2020-06-02 08:02 PM
Hello everyone,
I write here to know if someone can help me,
how to be sure the systick value is good ? be sure that 5 seconds are well done ?
thanks to help me !
2020-06-02 09:41 PM
The clock is synchronous measure the clock with a scope, or check the timers against another time base.
2020-06-03 08:42 AM
SysTick uses the HCLK clock, which is derived from the selected high speed oscillator (HSE, HSI, MSI). To test the oscillator frequency you need to either route the HCLK source to an external pin (see MCO in ref manual) to check with a frequency meter, or if you have a high precision LSE oscillator most STM32s have a mode for one of the timers where the timer can trigger on an LSE period. Count the number of HCLKs that occur within the LSE pulse to get the HCLK frequency.
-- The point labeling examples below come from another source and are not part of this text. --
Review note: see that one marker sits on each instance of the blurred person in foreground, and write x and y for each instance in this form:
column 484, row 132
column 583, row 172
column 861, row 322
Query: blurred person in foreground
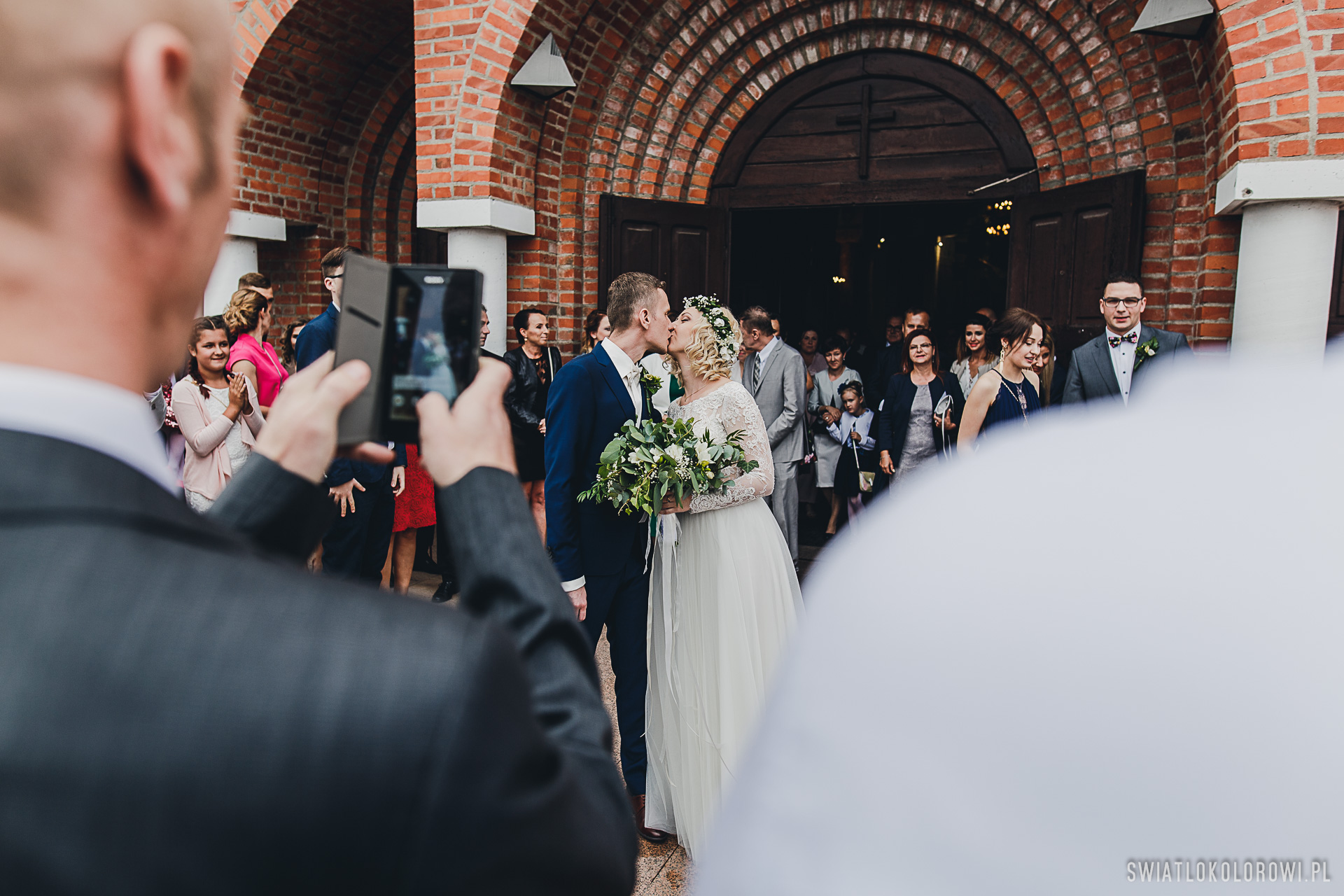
column 1167, row 704
column 185, row 713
Some HCLK frequencies will not divide evenly to get your timebase. If that's the case you need to account for roundoff error for the SysTick period. Yes, it is a cumulative error and does add up the longer you run. SysTick is not the ideal timer for scheduling over long periods of time. RTC Alarm does a much better job when you get to seconds, minutes etc. assuming you have a precision LSE source.
If you are using the HSI or MSI oscillators for HCLK then SysTick will only be accurate within the oscillator tolerance in the datasheet (i.e. not great for precise times).
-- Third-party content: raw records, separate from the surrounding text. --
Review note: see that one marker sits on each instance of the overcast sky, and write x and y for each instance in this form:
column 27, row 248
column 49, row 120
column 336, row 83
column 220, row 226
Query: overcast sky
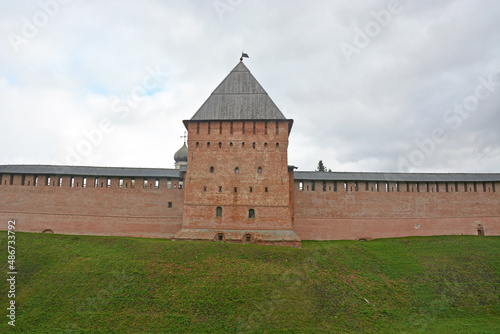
column 371, row 85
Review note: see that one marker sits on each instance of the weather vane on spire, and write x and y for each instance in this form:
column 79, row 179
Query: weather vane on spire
column 243, row 55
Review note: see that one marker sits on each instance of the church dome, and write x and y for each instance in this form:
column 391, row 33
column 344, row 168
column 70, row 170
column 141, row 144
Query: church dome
column 181, row 154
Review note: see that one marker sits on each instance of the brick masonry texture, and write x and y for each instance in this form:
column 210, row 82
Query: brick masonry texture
column 314, row 215
column 114, row 211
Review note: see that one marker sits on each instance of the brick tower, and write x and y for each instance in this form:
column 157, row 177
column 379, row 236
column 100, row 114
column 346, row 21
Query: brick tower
column 238, row 185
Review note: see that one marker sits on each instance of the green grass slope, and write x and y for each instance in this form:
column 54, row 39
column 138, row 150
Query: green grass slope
column 81, row 284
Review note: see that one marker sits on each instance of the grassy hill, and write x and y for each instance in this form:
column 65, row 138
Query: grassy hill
column 80, row 284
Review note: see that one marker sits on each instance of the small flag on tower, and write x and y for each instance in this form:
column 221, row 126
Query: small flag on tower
column 243, row 55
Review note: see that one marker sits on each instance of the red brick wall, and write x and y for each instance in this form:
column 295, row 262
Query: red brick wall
column 225, row 153
column 117, row 211
column 326, row 215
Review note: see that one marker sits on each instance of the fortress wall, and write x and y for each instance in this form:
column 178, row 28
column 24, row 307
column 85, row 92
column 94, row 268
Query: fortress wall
column 417, row 209
column 122, row 209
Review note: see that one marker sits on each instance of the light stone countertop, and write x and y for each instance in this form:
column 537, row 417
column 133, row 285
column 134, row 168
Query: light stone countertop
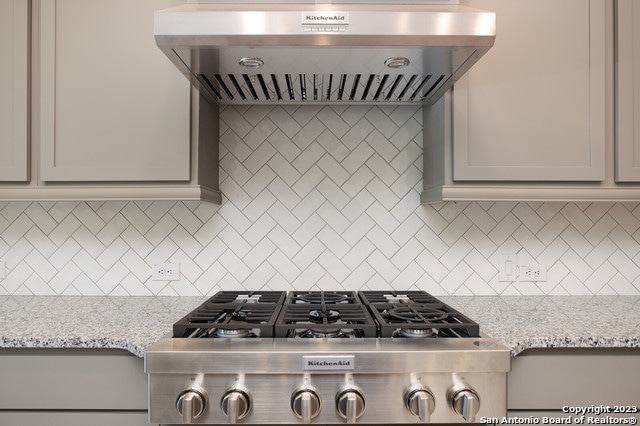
column 134, row 323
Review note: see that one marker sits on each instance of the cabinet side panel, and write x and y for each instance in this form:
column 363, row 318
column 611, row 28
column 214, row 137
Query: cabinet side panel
column 533, row 107
column 14, row 48
column 116, row 109
column 628, row 91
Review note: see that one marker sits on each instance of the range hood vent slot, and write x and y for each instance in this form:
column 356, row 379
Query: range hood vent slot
column 288, row 52
column 324, row 88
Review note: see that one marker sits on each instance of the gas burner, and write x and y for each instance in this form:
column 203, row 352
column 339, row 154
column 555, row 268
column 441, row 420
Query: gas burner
column 414, row 313
column 416, row 333
column 323, row 297
column 320, row 316
column 234, row 333
column 316, row 334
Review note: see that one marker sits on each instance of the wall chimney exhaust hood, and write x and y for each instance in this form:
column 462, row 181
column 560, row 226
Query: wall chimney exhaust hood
column 263, row 52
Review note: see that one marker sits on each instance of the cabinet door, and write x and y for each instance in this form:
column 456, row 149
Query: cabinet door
column 14, row 50
column 113, row 108
column 533, row 108
column 628, row 91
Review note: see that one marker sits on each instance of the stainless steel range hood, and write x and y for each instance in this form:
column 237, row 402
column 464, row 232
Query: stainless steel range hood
column 285, row 52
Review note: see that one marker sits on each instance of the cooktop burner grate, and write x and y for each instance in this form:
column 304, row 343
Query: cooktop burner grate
column 233, row 314
column 410, row 314
column 324, row 314
column 416, row 314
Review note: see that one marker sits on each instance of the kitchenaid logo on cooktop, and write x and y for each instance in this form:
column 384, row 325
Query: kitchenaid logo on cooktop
column 328, row 362
column 323, row 18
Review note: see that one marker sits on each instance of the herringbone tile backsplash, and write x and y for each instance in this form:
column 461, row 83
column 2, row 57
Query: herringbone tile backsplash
column 318, row 198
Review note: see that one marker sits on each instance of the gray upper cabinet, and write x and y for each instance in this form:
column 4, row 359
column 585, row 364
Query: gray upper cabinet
column 14, row 72
column 628, row 91
column 535, row 118
column 112, row 107
column 533, row 108
column 95, row 110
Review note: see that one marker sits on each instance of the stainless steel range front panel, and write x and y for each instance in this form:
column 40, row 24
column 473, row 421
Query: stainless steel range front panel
column 383, row 372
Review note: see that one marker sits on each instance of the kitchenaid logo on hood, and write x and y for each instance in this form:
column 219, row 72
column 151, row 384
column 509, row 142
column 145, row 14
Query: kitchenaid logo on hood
column 328, row 362
column 323, row 18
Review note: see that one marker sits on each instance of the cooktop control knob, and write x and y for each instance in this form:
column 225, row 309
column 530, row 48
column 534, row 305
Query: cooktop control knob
column 305, row 403
column 350, row 403
column 466, row 403
column 191, row 404
column 236, row 404
column 420, row 402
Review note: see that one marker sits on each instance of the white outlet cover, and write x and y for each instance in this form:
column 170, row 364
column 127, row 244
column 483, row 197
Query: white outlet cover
column 165, row 272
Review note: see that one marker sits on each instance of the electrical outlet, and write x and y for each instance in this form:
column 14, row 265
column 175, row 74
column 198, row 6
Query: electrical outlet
column 532, row 273
column 165, row 272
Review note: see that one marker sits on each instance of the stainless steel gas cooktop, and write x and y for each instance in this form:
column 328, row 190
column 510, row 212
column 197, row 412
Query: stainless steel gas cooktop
column 326, row 357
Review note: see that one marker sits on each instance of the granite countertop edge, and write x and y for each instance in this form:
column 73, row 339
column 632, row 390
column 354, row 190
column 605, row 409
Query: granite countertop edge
column 135, row 323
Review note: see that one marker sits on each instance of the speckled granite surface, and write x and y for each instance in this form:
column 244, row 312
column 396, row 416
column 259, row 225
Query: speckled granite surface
column 134, row 323
column 130, row 323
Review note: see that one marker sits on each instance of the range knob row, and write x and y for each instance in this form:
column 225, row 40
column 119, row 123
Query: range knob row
column 306, row 403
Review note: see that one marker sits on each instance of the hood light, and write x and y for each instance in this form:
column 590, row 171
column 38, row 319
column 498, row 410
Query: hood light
column 251, row 62
column 396, row 62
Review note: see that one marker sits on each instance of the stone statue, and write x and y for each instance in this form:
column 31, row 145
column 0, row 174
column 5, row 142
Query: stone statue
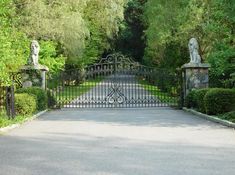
column 193, row 45
column 34, row 53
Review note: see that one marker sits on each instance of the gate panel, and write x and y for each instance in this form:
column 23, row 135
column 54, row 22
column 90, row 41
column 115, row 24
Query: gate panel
column 117, row 82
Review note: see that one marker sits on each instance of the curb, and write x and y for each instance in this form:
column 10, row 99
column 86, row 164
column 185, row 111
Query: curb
column 11, row 127
column 211, row 118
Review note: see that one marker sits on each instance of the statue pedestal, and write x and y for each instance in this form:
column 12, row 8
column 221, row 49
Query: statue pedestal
column 195, row 76
column 34, row 76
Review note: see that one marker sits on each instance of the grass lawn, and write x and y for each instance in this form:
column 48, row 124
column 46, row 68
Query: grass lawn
column 70, row 93
column 162, row 96
column 4, row 121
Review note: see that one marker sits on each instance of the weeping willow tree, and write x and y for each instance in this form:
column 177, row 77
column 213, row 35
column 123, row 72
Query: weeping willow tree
column 83, row 28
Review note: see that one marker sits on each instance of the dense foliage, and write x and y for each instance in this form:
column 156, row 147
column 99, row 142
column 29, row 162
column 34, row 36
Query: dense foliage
column 25, row 104
column 172, row 23
column 71, row 32
column 219, row 101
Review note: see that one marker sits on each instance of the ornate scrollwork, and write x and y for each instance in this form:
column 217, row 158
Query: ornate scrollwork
column 115, row 95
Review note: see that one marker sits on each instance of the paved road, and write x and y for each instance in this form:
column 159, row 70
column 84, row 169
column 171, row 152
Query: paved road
column 118, row 142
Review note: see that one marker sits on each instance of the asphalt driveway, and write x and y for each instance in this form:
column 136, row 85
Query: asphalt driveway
column 118, row 142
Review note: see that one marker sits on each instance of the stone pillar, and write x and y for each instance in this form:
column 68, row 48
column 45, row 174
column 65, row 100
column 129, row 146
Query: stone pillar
column 195, row 76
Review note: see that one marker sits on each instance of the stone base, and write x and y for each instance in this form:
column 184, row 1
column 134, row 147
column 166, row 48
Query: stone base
column 34, row 76
column 195, row 76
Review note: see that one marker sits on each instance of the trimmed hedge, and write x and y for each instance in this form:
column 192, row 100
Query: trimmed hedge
column 190, row 100
column 25, row 104
column 219, row 101
column 41, row 96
Remember the SysTick stops during low power modes (STOP, STANDBY) so you have to account for lost SysTick time if you use those modes.
Jack Peacock
2020-06-04 12:01 PM
thanks for you big answer @JackPeacock, but if i don't have a frenquency meter, there is another method (program in c for example)
@Clive1 how i can with another time base ?
2020-06-04 01:04 PM
GPS 1PPS into a TIMx_CHx Input Capture, using a TIM clocked with the same AHB/SYSTICK clock source.